Nowadays, one common denominator amongst all social media text is the use of hashtags. They first appeared alongside Twitter©. Their use was very specific, to create content, a way to make reference to a subject or topic so that everyone talking about that specific subject could be grouped, or they could find related articles or tweets about it, hence, starting trends. Little by little the Hashtag got spread out through all means of written communication. WhatsApp© messages, Facebook©, Instagram© etc., they are all on it. But the use of hashtags doesn’t seem to be confined to the written word, they have become part of our conversations too -as we hear people say “hashtag” something or other when they talk, for example: “…and then, I fell asleep during the interview hashtag never getting a job.” I must say, regarding this use, I am #TotallyAgainstIt.

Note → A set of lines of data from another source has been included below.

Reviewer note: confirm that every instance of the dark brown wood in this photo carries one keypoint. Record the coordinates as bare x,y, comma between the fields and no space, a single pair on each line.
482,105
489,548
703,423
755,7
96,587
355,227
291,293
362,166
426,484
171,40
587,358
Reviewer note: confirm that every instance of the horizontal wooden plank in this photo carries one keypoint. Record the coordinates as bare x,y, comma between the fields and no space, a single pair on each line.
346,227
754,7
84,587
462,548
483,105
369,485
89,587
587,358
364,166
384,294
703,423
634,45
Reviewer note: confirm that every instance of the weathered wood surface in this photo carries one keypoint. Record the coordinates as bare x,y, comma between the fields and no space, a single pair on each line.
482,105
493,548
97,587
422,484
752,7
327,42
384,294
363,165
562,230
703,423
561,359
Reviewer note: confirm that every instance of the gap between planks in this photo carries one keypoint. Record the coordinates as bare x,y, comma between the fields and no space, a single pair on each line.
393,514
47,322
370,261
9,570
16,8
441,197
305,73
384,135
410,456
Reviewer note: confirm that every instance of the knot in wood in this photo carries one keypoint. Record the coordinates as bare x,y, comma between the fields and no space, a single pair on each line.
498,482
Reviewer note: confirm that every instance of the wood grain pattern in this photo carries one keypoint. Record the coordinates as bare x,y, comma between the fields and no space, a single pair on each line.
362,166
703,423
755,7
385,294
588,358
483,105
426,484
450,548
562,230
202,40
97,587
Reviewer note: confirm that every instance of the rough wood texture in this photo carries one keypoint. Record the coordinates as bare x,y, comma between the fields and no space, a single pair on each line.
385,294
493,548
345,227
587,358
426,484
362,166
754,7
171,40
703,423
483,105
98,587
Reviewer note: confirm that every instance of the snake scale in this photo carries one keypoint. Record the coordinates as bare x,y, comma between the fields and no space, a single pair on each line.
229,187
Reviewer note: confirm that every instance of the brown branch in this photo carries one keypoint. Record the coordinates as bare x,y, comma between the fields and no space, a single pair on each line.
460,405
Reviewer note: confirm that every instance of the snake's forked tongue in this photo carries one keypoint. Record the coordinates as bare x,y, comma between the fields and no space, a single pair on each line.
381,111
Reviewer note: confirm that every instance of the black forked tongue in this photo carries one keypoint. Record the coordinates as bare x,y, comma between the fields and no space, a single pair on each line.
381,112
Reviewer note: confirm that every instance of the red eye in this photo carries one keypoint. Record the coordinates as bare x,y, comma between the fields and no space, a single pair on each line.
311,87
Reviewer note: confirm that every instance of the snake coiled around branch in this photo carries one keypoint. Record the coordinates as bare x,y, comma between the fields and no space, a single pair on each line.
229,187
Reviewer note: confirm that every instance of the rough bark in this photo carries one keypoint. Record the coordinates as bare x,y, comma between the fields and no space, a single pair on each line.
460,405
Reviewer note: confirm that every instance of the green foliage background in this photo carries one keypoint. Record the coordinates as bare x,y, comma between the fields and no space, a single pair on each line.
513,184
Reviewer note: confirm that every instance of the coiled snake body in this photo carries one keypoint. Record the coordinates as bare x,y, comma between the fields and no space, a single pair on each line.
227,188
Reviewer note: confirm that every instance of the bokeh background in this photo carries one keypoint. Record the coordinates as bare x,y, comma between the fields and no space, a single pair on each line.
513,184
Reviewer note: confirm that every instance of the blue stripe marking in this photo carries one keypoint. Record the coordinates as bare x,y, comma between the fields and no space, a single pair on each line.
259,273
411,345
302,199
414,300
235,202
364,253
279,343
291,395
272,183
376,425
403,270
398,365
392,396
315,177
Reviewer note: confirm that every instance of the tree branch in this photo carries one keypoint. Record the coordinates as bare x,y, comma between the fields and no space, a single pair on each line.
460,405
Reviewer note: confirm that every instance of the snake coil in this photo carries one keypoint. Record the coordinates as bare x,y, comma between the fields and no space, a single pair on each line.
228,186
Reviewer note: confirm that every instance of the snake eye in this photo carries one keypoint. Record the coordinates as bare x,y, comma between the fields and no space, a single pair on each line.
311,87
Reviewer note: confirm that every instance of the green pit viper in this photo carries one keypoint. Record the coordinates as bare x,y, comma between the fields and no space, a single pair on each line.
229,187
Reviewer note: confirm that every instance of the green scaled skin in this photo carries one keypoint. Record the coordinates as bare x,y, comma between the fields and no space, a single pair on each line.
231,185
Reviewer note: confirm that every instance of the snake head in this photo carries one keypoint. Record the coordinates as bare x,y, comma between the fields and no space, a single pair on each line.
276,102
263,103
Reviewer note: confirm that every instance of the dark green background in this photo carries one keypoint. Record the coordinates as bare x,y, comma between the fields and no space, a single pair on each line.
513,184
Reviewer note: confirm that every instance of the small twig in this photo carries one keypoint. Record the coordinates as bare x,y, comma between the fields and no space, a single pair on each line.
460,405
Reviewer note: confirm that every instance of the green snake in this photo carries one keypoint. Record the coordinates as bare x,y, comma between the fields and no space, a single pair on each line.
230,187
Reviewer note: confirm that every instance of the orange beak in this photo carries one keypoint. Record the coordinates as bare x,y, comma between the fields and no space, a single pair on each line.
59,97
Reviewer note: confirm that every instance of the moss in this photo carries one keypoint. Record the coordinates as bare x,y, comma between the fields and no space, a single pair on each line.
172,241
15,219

Luckily, there is still a useful use for hashtags. Again, we go back to the one which started it all, the Tweety. It seems to be the only accepted place for it if you’re a language purist. One example can be taken from the “Me Too” campaign during the Oscars. It started as actress Alyssa Milano called to action against sexual harassment through a tweet back in October, 2017. She asked her followers to reply with the phrase “me too” if they had been victims of sexual harassment. Pretty soon, it became a trend, more and more women came forward and the hashtag “#MeToo” came to life being part of any and every tweet regarding the subject.
But now, do we really know how to properly write a hashtag? First of all, don’t just group a bunch of words together for no reason. The hashtag needs a purpose. Second, don’t use the same hashtag in every tweet, no matter if you are promoting something, people will eventually get tired of it. And third, and this is the important one: Capitalize! Instead of using “#metoo” we should use “#MeToo” (#CamelCaseIsImportant). This is exemplary useful if the hashtag is long, making it easier to read.
If you decide to “create” a hashtag in a different language, take some time to search for the proper way of doing it. For example, if you write in Spanish, remember that accent marks are part of the language. Trust me and #AcentúaTuTuit.
It is necessary to get our heads around these “new” ways of communicating. As linguists, we need to be #UpToDateForOurClients being able to provide the best outcome possible from our projects.